A closer look at the history of business in America would reveal that monopolies only really exist under three circumstances: The most common way a monopoly comes about is actually through government intervention or collusion. This occurs when government regulation either unintentionally or purposely alters market conditions so that only the biggest will be able to survive. Look at the government protected union-run American automakers who became “too big to fail,” because labor and manufacturing laws prevent any real domestic competition with the infamous big three.
The second way a monopoly can occur is through market choice. Though this is very rare, sometimes the market will resoundingly pick a winner due to superior quality, efficiency, or trust. While competition to these monopolies do exist, the market tends to prefer the known brand. A major example would be the National Football League.
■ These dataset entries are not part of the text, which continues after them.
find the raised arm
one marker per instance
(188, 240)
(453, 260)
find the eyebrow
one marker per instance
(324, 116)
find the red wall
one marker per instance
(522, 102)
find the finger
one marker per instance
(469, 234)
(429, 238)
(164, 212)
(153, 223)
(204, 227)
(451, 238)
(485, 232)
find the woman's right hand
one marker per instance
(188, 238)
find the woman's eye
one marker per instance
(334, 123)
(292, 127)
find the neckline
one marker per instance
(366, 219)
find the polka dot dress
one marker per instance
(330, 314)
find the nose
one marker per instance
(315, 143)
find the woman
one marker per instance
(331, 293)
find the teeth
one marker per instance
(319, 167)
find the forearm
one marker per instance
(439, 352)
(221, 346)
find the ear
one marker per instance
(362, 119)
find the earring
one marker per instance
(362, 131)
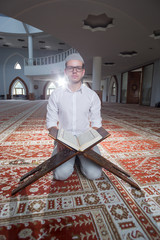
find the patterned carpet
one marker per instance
(104, 209)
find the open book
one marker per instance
(82, 141)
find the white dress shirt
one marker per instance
(74, 111)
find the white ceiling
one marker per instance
(134, 22)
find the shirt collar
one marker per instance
(80, 89)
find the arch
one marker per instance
(4, 75)
(113, 89)
(17, 66)
(12, 84)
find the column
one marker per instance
(96, 73)
(30, 50)
(96, 76)
(31, 89)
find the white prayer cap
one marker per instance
(74, 56)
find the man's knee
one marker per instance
(92, 174)
(62, 174)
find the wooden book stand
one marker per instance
(67, 154)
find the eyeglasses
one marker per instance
(77, 68)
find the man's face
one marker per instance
(74, 71)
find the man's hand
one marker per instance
(60, 147)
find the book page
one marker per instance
(88, 138)
(68, 138)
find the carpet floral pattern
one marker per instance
(105, 209)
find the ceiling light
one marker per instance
(5, 45)
(128, 53)
(109, 64)
(156, 34)
(97, 22)
(20, 40)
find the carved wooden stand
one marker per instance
(68, 153)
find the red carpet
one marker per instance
(107, 208)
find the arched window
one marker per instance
(113, 91)
(18, 88)
(17, 66)
(50, 88)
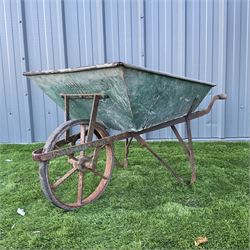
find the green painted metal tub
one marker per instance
(139, 98)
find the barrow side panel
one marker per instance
(155, 98)
(114, 112)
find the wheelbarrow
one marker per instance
(76, 162)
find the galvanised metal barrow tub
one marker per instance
(76, 161)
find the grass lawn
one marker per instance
(142, 208)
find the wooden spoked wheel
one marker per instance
(73, 181)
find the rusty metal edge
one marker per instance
(113, 65)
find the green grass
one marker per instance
(142, 208)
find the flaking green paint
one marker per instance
(137, 98)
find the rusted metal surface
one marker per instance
(93, 118)
(164, 163)
(37, 155)
(118, 100)
(127, 144)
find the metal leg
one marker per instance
(188, 148)
(66, 115)
(127, 144)
(166, 165)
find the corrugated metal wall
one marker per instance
(207, 40)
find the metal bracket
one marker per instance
(96, 97)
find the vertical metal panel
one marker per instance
(207, 40)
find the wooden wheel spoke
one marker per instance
(98, 173)
(80, 188)
(95, 157)
(63, 178)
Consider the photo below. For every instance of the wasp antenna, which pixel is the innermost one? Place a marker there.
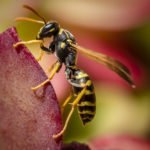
(29, 19)
(35, 12)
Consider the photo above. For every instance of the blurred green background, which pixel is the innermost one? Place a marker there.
(117, 28)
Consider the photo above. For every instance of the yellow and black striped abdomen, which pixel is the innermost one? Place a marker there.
(87, 108)
(87, 104)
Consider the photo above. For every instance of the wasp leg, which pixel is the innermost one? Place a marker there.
(74, 104)
(55, 69)
(51, 67)
(27, 42)
(40, 56)
(66, 102)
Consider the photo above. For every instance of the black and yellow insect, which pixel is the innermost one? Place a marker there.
(65, 48)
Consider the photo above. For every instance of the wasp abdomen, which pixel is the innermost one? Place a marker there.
(87, 104)
(87, 108)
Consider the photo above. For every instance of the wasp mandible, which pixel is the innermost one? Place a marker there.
(65, 47)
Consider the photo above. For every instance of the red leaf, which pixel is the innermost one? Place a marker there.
(27, 119)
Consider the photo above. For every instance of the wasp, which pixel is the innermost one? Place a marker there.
(65, 47)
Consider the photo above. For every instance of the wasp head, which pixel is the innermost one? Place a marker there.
(48, 30)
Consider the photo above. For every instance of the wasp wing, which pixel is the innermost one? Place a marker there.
(111, 63)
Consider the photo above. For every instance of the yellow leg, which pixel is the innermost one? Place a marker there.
(40, 56)
(27, 42)
(55, 69)
(51, 67)
(74, 104)
(66, 102)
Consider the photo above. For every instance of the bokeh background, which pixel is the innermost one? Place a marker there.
(118, 28)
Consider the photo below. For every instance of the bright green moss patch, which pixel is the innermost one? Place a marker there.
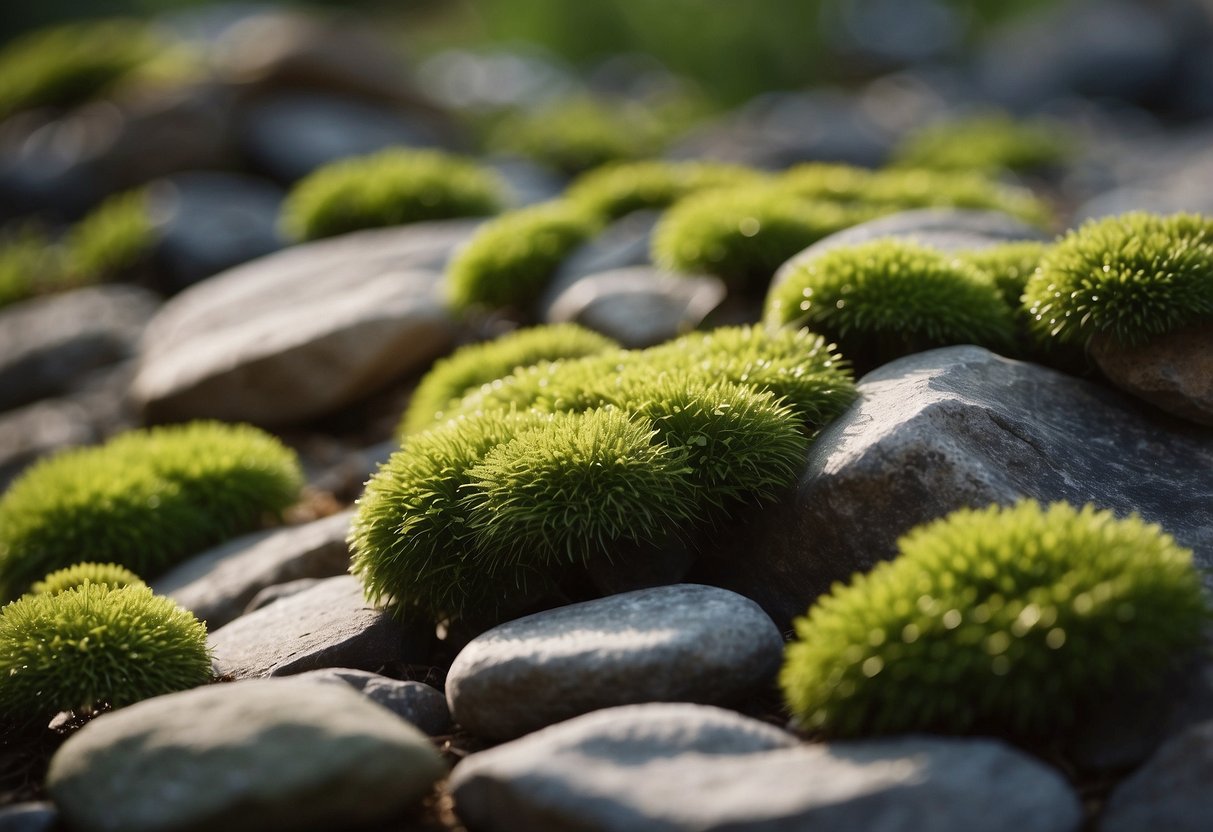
(392, 187)
(95, 645)
(1127, 278)
(144, 500)
(1006, 620)
(512, 257)
(453, 377)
While other football leagues have come and gone, the market prefers to have one dominant league. A smaller example would be Hellman’s Mayonnaise, it is simply considered the best on the shelf by the majority of mayonnaise shoppers.
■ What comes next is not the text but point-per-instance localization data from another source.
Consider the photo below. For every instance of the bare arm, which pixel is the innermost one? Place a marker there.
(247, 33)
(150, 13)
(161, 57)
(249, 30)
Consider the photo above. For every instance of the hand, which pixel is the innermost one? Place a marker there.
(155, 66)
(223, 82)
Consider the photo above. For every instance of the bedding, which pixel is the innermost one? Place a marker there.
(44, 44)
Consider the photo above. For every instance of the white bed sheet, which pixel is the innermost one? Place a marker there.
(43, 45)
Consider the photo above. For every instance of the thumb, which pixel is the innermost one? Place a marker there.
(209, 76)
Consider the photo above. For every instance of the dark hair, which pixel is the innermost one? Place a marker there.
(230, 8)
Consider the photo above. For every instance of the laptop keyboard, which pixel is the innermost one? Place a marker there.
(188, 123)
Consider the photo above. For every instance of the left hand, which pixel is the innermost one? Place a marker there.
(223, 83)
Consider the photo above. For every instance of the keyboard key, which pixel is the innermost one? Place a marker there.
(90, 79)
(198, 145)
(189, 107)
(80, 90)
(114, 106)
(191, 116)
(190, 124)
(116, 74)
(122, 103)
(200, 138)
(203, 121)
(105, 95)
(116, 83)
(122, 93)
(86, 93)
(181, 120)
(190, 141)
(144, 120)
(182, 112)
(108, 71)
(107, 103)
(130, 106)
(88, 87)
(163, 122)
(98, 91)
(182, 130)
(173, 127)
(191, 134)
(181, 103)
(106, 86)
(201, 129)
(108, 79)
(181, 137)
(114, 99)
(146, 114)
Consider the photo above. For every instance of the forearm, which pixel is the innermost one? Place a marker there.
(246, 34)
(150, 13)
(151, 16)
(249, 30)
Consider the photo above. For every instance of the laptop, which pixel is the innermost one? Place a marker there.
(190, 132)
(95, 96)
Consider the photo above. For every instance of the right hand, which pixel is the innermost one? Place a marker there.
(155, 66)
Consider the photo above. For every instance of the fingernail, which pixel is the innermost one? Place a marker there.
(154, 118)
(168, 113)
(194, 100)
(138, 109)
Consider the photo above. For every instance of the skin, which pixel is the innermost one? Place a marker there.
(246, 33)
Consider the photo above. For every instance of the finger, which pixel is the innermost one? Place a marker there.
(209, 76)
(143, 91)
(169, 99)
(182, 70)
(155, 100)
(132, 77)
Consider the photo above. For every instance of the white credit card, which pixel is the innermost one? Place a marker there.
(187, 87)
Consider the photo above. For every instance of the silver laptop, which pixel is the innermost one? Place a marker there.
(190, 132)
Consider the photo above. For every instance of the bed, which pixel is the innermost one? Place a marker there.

The third type of monopoly comes from the creation of innovators. Every once in a while someone or some company will create something that is so amazingly revolutionary, that it takes a considerable time for any competitors to catch up. This is the type of monopoly we see among the so-called “robber barons” of America’s Industrial Era. Men like Rockefeller and Carnegie, who were able to amass their monopolies because they were trailblazers and titans of industry.
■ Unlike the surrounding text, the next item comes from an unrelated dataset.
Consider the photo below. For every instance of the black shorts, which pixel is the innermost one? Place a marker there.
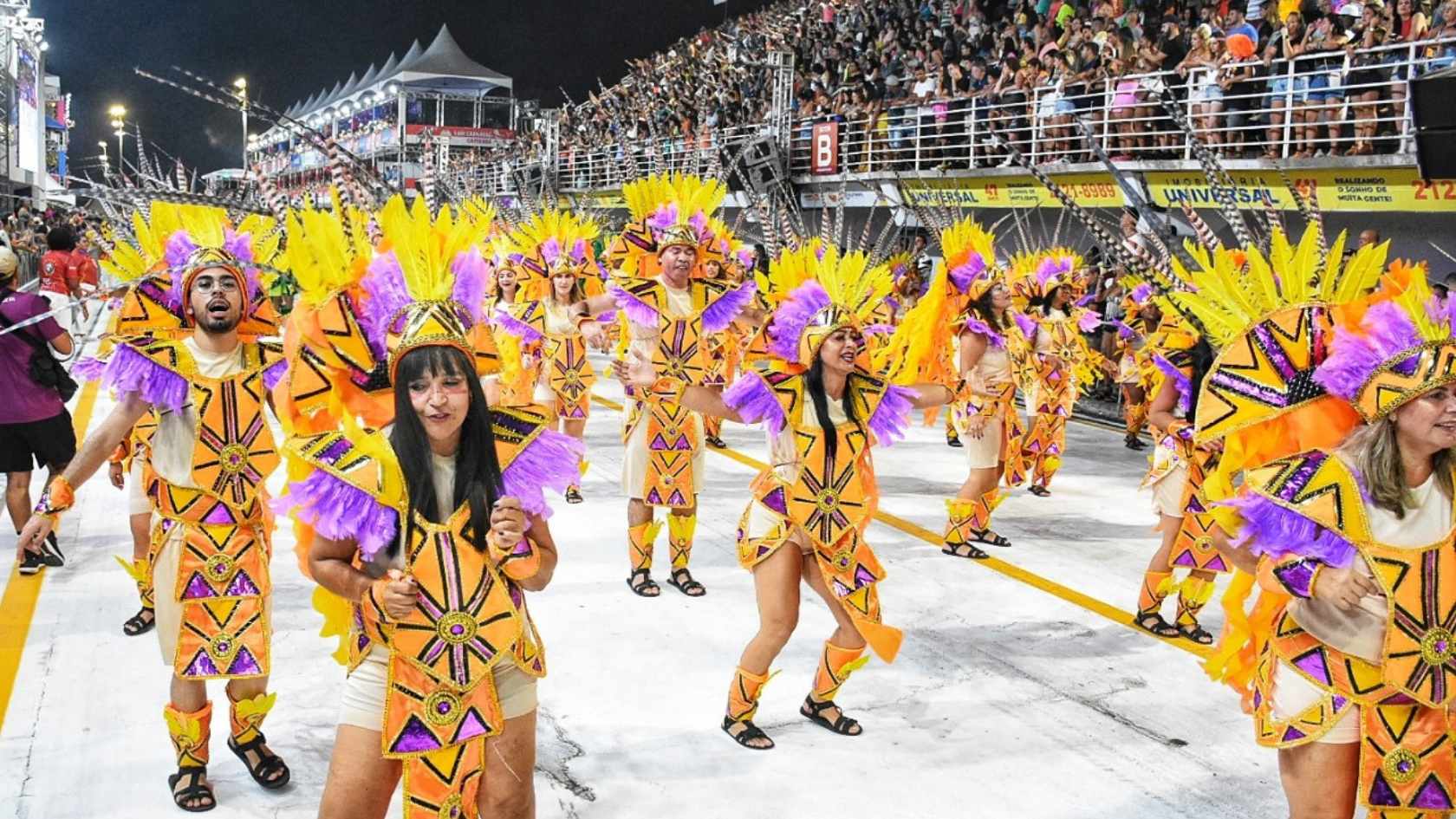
(49, 442)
The fabled malicious monopoly that is all powerful and immune to competition is as mythical as tales of unicorns. If a company were to create a monopoly without government intervention, as soon as it began to charge too much, deliver less quality, or violate the wishes of its customers, competition would arise.
For every Bill Gates, there is a Steve Jobs. For every Henry Ford, there is a Louis Chevrolet. Such is the nature of a free market system driven by competition. Propagandists distort the record when they claim that competition only exists because of government. If anything, it is government which stifles and kills competition.
For a monopoly to exist it must have great public value and favor or be protected by government. The first type offers no real threat except valued goods or services, whereas the second may act as it wishes irrespective of the people’s desires. It is government, the wolf we ask to guard our chickens, which is truly the cause of exploitive and harmful monopolies, not the free market it so often blames.